This morning I realized that I haven’t done any pick-your-own-apples this year. At least to Americans, there is a mystique associated with apple trees and apple orchards. Johnny Appleseed, apple cider, and apple pie are as much the American experience as Friday night football and jazz. Apple Computer got its name because Steve Jobs had just returned from an apple farm and thought the name was fun and welcoming. Near my home, there is an apple orchard where people (me included) willingly pay an entrance fee for the privilege of picking their own apples. To their credit, the owners have turned their orchard into a bit of tourist destination, adding a corn maze, a small stage for folk singers, and few Halloween elements to the site. Still the reason that the place can get away with a fee is that most of the other apple orchards in the area are gone. They were situated too close to the edge of various towns and have given way to development. Across the Mississippi River from my home in La Crosse is La Crescent, Minnesota, the self-anointed Apple Capital of Minnesota. Today a visitor to the town would be confused by the nickname; the apple trees are few and far between. The community still holds its annual Applefest, but I think the apples for the event’s apple pies need to be trucked in. Most of the orchards are gone, replaced by subdivisions with street names like Red Apple Drive and McIntosh Road.

Only somewhat related, I am reminded of my first autumn living in Taiwan.
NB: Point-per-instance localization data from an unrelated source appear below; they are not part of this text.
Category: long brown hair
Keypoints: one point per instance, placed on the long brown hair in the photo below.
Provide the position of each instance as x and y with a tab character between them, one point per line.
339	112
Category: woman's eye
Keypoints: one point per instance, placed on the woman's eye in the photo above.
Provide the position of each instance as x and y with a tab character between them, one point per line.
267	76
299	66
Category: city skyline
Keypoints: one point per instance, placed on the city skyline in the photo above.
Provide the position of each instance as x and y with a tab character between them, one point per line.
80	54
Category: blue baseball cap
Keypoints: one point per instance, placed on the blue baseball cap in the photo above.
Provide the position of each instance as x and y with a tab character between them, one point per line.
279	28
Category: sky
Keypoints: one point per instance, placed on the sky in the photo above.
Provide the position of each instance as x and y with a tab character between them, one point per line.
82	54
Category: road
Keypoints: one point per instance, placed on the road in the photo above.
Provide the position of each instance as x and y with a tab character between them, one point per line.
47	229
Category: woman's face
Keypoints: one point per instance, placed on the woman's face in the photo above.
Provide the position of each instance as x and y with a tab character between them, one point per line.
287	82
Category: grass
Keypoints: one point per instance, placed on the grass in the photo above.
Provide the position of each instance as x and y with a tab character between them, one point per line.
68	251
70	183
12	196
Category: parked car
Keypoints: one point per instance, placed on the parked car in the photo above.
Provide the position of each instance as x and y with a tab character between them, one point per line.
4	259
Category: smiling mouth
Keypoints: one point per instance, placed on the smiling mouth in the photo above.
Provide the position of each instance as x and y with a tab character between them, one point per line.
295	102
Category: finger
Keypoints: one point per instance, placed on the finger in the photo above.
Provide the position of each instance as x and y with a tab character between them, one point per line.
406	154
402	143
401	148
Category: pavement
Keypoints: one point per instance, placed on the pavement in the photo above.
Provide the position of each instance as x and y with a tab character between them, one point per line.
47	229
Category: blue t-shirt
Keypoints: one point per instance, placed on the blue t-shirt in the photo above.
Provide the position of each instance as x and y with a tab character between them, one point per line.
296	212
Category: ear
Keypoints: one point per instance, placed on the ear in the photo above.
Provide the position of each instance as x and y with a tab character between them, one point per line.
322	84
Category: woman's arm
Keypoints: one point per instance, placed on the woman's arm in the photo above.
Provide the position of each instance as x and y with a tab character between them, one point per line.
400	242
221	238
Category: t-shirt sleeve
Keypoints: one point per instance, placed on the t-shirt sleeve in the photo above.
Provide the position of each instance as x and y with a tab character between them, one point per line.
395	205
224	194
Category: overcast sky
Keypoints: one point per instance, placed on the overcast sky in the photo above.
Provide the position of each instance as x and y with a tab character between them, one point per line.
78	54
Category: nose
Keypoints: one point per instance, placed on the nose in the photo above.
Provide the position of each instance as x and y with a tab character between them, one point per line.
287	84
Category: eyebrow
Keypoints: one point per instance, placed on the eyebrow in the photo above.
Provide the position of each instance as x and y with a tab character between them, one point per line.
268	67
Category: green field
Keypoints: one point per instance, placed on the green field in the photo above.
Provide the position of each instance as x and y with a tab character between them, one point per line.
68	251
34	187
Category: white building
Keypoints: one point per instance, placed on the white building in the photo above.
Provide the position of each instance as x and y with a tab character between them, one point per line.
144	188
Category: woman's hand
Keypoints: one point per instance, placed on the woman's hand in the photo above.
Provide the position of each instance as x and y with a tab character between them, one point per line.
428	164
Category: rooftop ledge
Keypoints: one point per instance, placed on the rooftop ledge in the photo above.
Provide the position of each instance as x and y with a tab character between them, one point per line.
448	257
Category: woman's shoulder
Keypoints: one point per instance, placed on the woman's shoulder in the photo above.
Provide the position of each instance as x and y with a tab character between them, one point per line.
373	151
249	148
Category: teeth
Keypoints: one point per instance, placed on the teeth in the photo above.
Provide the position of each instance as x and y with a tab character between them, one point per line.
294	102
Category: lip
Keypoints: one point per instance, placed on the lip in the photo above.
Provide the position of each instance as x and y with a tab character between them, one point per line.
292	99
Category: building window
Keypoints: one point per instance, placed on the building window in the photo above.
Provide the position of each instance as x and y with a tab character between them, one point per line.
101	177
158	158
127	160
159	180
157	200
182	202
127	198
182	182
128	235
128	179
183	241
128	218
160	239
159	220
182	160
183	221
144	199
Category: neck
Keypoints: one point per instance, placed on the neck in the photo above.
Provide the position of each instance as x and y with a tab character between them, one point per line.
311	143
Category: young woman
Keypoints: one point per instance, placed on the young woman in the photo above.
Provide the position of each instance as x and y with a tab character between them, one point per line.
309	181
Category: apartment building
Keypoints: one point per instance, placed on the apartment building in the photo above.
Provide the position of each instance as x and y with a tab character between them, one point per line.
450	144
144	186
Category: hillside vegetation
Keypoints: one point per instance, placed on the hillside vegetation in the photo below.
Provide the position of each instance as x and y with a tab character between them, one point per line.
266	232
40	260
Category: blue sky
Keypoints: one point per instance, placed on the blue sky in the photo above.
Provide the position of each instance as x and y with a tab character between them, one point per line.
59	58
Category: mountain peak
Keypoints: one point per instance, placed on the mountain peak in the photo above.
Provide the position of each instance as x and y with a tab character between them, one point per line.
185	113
The cultural exchange guy at the American Institute in Taiwan invited a bunch of American expatriates to his home for a real Thanksgiving dinner. The American Institute in Taiwan (AIT) is the equivalent to an American embassy, except we can’t have an embassy in Taiwan because we don’t recognize Taiwan as an independent country. I wound up sitting next to a man who made his living by selling American agricultural products to Asians. This was 1991, and his focus at the time was delicious apples. In the United States, the state of Washington had gone all in on delicious apple trees just at a time when American tastes for apples had shifted to fuji, honeycrisp, and other varieties. His job was to dump the glut of cosmetically beautiful, but somewhat mushy, apples on someone else.